Tuesday, December 19, 2006

Copywriting to promote yourself 5 ways

Monica, a very competent businesswoman, was explaining her new website.

“The headline will be my slogan,” she said confidently. “You know: the part that goes, ‘More impact when you speak, every time.’”

Ouch! Definitely not the way to go.

Naturally I’ve disguised the details but Monica’s not unusual. You’ve got at least 5 ways to brag – all different.

(1) Your slogan usually appears near your logo on your website, on your business card and (often) in your elevator speech.

Your slogan should reflect the benefits you offer your clients, not your own uniqueness. I once saw a slogan on a truck, “We know everything about lumber.” My response: “So…why should I care?”

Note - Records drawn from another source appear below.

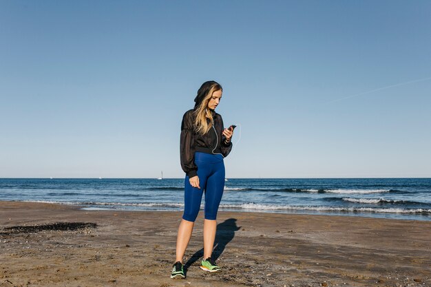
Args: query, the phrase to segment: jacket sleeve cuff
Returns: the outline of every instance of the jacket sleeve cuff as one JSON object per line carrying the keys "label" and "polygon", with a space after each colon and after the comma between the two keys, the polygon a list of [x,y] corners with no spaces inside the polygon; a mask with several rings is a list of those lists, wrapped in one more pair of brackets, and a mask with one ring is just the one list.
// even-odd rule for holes
{"label": "jacket sleeve cuff", "polygon": [[198,176],[198,172],[195,170],[190,171],[187,173],[187,176],[189,176],[189,178],[193,178],[193,176]]}

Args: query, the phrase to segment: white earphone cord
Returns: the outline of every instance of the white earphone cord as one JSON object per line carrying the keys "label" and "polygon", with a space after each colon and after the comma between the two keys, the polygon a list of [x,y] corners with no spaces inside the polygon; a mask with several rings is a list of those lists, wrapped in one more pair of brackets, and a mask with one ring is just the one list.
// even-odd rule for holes
{"label": "white earphone cord", "polygon": [[[207,114],[208,114],[208,109],[207,109]],[[241,140],[241,130],[242,129],[241,128],[241,124],[237,124],[237,126],[240,127],[240,135],[239,138],[238,138],[238,141],[236,142],[236,143],[235,145],[233,145],[233,143],[232,142],[232,145],[233,145],[233,148],[232,149],[232,150],[231,151],[231,152],[233,152],[235,150],[235,148],[236,147],[236,145],[238,144],[238,142],[240,142],[240,140]],[[224,158],[224,156],[222,154],[222,153],[214,153],[214,151],[216,150],[216,149],[217,149],[217,145],[218,144],[218,136],[217,135],[217,131],[216,130],[216,128],[214,127],[214,123],[213,122],[213,129],[214,129],[214,132],[216,133],[216,138],[217,139],[217,140],[216,141],[216,147],[213,149],[213,150],[211,151],[211,152],[213,153],[213,154],[220,154],[220,156],[222,156],[223,157],[223,158]],[[231,141],[232,140],[231,139]],[[221,145],[221,142],[220,142],[220,145]]]}

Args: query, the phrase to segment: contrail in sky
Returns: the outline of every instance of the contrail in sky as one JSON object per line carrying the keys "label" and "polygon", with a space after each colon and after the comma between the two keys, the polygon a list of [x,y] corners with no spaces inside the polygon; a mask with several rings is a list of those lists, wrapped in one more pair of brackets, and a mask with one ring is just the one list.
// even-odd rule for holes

Better: “We use wood to make your home look beautiful.”

Ali Brown’s “Boost business with your own ezine” does the job.
So does Michael Port’s, “The guy to call when you’re tired of thinking small.”

I’ve used “Promotion with professionalism” and, “If your website isn’t making money while you sleep, we need to talk.” My current career slogan: “From career breakdown to career breakthrough.”

(2) Resource box statement. When you send out articles to promote your business, you need a short signature block – 5 to 7 lines – to conclude your article. You’ll need a brief sentence summarizing your uniqueness, such as: “Mary Jones helps high-earning professionals lose their credit card debt and gain financial security in six months or less.”

Some professionals opt for a simpler version: “Bob Smith helped over 200 authors publicize their books to increase sales” or even, “Jane Doe has been helping corporate executives manage their careers since 1992.”

I recommend a sentence rather than a phrase because resource boxes get chopped when your article gets published.

The expert here is of course Alexandria Brown the Ezine Queen.

(3) Irresistible freebie.

To motivate website visitors to sign up for your ezine, ecourse or podcast, you need a gift they can’t wait to download. Go for broke with this one: if it feels over the top to you, it’s probably just right for your readers.

Typical titles refer to a number of critical or essential tips. “Secrets” sounds corny but it still works. I’ve had considerable success with “7 best-kept secrets of client attracting copy.” Others might be “How to avoid the 5 deadly mistakes made by career changers.”

Tip: I encourage my copy clients to begin a website copywriting project with the freebie. It’s a good way to get in touch with your clients’ pain.

(4) Headline.

Your home page needs a killer headline that motivates readers to keep reading. We could spend a whole article on this topic – in fact, whole books have been written about headlines.
Lorrie Morgan-Ferrero wrote: "Copywriting: The Secret Weapon Your Competitors Hope You Never Figure Out How to Use!" Learn more!

(5) Elevator speech.

Designing an elevator speech resembles creating copy for your website: you focus on the target and demonstrate your benefits. A new book on elevator speeches that’s worth a look. The author lives here in Seattle and I’ve heard her speak:
Give Your Elevator Speech A Lift

I don’t recommend trying to economize on promotion by using the same concept for all 5 bragging opportunities, although you’ll find this formula applied successfully to packaged goods marketing. Purina Pet Foods has a wonderful trademarked slogan, “Your Pet, Our PassionTM.” They use it on everything from their website to ads. We’re different.